An intimate one-room space serving mesquite smoked Sonoran food, Bacanora has racked up local praise since the restaurant opened on Grand Avenue in February 2021.

Chef Rene Andrade, the former chef at Ghost Ranch, opened Bacanora, his first restaurant, in the historic building that formerly held Barrio Cafe Gran Reserva. With walls painted bright pink and a small menu built around dishes made on a rustic Sonoran grill, people took notice immediately. I named the restaurant an "instant Phoenix classic" in one of my first pieces as The Arizona Republic's new dining critic. And now, a national lifestyle publication is taking notice, too.

Love at first bite:Why this Grand Avenue restaurant is an instant Phoenix classic

Esquire dropped its list of Best New Restaurants in America, 2021 on Nov. 18, which includes the Phoenix restaurant among 40 other notable spots from New York to Chicago.

To compile the list, Esquire employed four different writers who traveled around the country and dined at hundreds of restaurants. Bacanora appears prominently in the article's introduction, where Esquire's Lifestyle and Culture Director Kevin Sintumuang notes that the magazine was drawn this year to "food made with raw, elemental fire and charcoal."

Number 21 on the list, food writer Omar Mamoon describes the uniquely Southwestern experience Bacanora offers.

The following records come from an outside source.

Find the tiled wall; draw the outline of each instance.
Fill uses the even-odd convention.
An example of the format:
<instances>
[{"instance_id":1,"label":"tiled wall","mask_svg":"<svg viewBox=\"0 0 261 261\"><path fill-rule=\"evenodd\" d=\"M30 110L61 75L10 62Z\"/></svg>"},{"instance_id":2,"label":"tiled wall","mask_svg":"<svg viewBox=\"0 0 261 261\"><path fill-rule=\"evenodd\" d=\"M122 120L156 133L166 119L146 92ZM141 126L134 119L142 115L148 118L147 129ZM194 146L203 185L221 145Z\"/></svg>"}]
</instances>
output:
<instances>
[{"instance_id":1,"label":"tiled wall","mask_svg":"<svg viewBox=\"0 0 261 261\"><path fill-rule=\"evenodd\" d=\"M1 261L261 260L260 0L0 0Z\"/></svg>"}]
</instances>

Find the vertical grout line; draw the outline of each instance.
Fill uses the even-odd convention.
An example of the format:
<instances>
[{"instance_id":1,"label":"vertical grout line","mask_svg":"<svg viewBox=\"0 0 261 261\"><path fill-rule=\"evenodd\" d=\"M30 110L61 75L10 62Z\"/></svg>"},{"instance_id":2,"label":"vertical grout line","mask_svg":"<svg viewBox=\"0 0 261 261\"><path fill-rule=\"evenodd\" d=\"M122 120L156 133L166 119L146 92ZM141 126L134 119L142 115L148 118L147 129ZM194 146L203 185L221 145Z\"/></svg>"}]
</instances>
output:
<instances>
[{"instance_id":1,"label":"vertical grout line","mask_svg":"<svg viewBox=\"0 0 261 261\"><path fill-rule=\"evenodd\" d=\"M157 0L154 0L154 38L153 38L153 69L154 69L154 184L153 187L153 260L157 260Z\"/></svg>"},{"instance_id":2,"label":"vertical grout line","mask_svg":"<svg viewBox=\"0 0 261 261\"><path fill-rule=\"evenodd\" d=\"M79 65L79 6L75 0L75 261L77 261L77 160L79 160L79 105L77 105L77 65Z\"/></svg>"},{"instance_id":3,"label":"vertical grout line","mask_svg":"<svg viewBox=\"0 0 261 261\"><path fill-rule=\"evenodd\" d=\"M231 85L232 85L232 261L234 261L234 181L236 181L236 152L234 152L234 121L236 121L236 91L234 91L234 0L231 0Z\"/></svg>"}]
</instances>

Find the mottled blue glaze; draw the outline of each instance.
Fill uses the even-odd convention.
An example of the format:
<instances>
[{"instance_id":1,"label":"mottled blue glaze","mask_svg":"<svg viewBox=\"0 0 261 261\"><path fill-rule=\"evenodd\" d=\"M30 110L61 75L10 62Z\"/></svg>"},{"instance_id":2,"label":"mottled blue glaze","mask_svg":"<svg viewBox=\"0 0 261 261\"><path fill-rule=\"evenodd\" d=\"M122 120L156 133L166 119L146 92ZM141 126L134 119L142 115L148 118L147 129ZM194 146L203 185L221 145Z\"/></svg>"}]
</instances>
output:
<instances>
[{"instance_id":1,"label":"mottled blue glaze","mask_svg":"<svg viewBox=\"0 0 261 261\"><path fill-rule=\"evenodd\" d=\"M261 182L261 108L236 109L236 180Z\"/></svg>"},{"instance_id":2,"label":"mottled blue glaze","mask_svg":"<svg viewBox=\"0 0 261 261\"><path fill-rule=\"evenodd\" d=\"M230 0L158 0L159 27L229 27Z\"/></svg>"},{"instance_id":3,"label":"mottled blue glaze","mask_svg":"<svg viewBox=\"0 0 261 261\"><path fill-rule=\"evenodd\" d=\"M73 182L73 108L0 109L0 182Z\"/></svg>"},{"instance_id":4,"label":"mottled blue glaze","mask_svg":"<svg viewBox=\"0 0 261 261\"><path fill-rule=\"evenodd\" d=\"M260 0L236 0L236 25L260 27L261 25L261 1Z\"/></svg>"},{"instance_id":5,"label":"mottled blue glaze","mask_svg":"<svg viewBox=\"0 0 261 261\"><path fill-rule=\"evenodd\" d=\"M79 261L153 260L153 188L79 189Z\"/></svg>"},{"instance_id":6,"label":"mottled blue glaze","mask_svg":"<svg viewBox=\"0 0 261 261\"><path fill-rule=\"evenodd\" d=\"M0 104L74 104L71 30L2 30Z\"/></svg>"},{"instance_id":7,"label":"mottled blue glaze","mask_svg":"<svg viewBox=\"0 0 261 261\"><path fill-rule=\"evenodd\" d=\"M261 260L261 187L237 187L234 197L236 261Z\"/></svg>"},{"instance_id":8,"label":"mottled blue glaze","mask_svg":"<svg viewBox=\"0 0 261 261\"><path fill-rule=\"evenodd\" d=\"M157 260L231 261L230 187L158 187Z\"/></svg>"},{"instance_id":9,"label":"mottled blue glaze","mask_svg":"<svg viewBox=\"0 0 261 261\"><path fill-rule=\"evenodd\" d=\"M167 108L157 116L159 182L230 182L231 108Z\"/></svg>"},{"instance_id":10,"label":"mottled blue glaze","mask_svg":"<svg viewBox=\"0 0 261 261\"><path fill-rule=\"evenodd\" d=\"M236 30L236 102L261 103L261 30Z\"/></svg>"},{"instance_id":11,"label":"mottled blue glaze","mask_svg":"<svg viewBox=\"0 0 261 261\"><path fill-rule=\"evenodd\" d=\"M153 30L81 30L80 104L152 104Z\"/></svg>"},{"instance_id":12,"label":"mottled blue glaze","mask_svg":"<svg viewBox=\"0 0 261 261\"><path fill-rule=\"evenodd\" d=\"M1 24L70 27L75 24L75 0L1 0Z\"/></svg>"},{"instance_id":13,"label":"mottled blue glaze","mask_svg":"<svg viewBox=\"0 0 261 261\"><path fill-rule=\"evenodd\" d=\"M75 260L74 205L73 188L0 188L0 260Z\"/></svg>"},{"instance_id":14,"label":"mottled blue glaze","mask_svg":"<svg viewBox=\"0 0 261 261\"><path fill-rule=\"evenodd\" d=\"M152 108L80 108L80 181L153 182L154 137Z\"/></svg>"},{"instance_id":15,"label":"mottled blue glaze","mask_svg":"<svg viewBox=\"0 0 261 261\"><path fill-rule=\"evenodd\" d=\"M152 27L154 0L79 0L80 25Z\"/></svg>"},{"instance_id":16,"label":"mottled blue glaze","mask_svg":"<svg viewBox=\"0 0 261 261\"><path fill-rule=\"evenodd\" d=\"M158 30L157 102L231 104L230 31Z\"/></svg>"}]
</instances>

National acclaim:This Phoenix restaurant made the New York Times list of 'America's favorite restaurants'

"Grab a bar seat close to the kitchen and watch Sonoran-born chef/owner Rene Andrade and his team play with literal fire as they command the flame from the massive custom-built grill," he writes. "At any given moment, you’ll find elote blackening, homemade flour tortillas warming, spatchcocked chickens charring, and massive bone-in rib-eye steaks searing, all above burning mesquite. Don’t snooze on the small-plate specials—Andrade will often do cold crudos and acidic aguachiles that help balance the menu." 

Though the menu and space are tiny, this Phoenix restaurant's impact is already proving to be far reaching.

Andrade told The Republic he plans to expand his offerings as he goes, drawing inspiration from Nogales, Baviácora and around the Sonoran region.

"That’s what this restaurant is all about," he said. "If you come to eat at my house, this is what you’re going to eat. This is the food I’ve cooked my whole life and I happened to open a restaurant just to get other people to enjoy it as well."

Details: Bacanora, 1301 Grand Ave., Unit 1, Phoenix. 602-612-4018, bacanoraphx.com.